On 12 December 2023, the European Parliament adopted oan own-initiative report on mental health. The document, negotiated in the European Parliament’s Subcommittee on Health, was backed by a large majority of 482 votes in favour, 94 against and 32 abstentions.
The text aims to improve the Commission’s initiative “A Global Approach to Mental Health”, in which it calls for a paradigm shift in this area: the structural causes of mental ill-health can no longer be denied and need to be addressed from a psychosocial perspective.
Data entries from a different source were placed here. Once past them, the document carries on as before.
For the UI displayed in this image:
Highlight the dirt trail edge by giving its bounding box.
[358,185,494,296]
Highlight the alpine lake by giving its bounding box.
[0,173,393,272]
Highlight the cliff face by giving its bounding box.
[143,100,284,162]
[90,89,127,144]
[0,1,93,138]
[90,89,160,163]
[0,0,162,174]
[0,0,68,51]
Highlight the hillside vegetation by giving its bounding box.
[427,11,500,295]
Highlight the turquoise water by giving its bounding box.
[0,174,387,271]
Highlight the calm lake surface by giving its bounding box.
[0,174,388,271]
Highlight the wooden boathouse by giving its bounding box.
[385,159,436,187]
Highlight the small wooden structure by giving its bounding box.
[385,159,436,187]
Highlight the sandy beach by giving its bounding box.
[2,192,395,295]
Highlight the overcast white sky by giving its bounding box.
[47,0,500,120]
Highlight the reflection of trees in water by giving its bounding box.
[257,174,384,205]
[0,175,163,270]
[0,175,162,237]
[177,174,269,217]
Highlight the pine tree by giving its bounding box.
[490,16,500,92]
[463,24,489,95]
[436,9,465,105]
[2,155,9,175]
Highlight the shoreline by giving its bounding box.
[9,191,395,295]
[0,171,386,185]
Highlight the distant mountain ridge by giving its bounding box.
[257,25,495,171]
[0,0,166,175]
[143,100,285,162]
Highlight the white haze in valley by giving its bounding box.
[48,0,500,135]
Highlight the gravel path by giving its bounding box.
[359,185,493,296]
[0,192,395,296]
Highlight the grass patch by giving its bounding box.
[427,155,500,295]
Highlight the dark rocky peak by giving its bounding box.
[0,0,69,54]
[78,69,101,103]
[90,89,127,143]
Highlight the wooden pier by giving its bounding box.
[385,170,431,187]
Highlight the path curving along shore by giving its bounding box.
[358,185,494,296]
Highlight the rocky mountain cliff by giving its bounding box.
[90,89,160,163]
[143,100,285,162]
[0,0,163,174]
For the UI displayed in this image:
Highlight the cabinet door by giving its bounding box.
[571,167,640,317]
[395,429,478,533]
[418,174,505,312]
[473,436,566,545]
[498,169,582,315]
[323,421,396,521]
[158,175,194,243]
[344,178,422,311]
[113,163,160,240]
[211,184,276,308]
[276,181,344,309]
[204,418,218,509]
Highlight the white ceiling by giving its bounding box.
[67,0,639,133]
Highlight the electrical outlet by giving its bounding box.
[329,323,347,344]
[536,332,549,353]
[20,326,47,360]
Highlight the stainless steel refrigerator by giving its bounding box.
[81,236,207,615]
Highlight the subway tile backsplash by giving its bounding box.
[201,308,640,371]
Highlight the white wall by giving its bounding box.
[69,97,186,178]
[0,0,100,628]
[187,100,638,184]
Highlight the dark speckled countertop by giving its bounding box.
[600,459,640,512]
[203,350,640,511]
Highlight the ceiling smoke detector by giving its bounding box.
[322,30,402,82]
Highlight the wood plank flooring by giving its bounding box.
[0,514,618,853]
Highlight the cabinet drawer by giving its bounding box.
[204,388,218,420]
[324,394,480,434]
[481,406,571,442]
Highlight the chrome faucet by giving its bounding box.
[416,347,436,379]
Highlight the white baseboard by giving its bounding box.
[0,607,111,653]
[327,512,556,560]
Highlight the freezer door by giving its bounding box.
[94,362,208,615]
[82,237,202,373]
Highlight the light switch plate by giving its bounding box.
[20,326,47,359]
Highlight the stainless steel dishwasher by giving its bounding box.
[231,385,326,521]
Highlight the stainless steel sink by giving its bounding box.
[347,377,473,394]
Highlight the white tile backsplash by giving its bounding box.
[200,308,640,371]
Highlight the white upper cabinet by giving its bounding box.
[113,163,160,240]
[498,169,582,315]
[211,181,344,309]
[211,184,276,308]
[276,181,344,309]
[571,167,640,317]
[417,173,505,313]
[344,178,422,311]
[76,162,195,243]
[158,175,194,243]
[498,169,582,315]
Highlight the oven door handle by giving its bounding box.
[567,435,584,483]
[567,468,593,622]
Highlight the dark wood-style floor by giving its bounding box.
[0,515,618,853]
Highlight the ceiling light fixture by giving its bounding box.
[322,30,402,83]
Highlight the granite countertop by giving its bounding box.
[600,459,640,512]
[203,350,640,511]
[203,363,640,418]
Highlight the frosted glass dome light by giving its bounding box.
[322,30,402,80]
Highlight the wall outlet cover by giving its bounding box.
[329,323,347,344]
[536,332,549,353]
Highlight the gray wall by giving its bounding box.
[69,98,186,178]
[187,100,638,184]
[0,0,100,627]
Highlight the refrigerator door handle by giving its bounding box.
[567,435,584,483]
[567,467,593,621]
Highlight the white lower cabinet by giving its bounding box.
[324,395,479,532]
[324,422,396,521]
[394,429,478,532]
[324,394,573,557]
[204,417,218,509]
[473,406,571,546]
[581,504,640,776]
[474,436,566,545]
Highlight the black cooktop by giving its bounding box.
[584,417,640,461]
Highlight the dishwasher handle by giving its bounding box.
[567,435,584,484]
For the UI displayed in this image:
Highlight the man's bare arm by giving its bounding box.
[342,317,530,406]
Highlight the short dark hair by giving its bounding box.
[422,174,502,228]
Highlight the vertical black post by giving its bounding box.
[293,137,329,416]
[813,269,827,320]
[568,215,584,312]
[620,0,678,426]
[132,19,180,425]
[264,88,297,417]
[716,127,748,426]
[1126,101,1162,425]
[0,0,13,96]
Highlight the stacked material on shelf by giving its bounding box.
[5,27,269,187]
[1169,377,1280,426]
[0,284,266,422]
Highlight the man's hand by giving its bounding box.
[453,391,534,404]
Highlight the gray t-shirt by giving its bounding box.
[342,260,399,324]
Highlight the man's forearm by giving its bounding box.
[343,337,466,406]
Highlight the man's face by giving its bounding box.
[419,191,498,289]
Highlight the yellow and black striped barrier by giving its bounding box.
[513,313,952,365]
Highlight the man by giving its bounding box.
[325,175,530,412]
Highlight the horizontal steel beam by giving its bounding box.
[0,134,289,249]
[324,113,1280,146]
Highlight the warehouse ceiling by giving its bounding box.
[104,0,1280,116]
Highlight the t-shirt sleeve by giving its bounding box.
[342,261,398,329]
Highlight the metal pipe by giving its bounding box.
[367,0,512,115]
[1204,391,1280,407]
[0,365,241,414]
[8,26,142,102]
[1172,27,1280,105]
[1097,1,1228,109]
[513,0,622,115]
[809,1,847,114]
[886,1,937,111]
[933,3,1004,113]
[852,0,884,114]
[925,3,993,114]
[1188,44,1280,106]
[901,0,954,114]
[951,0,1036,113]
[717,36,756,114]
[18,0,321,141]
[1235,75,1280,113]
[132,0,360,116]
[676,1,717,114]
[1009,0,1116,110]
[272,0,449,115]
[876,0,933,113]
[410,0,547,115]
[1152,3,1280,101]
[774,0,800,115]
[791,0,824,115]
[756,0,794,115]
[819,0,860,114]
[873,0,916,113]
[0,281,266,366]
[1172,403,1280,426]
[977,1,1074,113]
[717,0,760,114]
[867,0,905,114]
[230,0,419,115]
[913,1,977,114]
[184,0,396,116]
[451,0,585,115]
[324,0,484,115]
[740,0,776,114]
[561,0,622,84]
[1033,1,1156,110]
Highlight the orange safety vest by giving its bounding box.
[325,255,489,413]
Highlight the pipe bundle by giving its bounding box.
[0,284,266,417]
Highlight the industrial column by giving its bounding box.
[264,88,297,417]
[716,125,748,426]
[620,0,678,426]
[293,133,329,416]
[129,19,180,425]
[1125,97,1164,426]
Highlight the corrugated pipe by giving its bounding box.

The Parliament has welcomed this Commission initiative, but calls in this new report for more direct funding to address the growing mental health problems in Europe and a clear action plan with clear targets to identify high-risk populations and effective action by public authorities.
The chapter where most work has gone into shaping the Commission’s text is the financial chapter. While Parliament welcomes the €765 million available to support research and innovation through the Horizon 2020 and Horizon Europe programmes, it also calls for new initiatives beyond existing programmes and a direct fund for research and innovation in mental health.
Mental health problems have been on the rise especially after the COVID-19 pandemic. According to the European Commission, one in six EU citizens claimed to have mental health problems before the pandemic, while last year, one in two people claimed to have an emotional or psychosocial problem.
In response to these data, the European Parliament advocates the need for a clear and targeted strategy on mental health, going beyond a simple “approach” and a European Year of Mental Health to raise awareness, fight discrimination, stigmatisation and social exclusion. Member States are called upon to develop corresponding national strategies with clear timetables, adequate budgets, concrete targets and indicators to assess progress. Member States are also called upon to prioritise and improve access to mental health services for vulnerable groups, such as children, adolescents, young adults, LGTBIQA+ people, patients with chronic diseases and disabilities, the elderly, migrants and ethnic minorities.
The report stresses that all EU citizens must have access to affordable and accessible quality mental health services. It also underlines the need to ensure greater investment in public health and to address the shortage of a skilled and adequately trained mental health workforce.
This is the first time that the European institutions, both the European Commission and the European Parliament, have presented specific reports and initiatives on Mental Health at European level, recognising that it is time to prioritise the emotional well-being of citizens and to address the mental health problems that increasingly affect the population.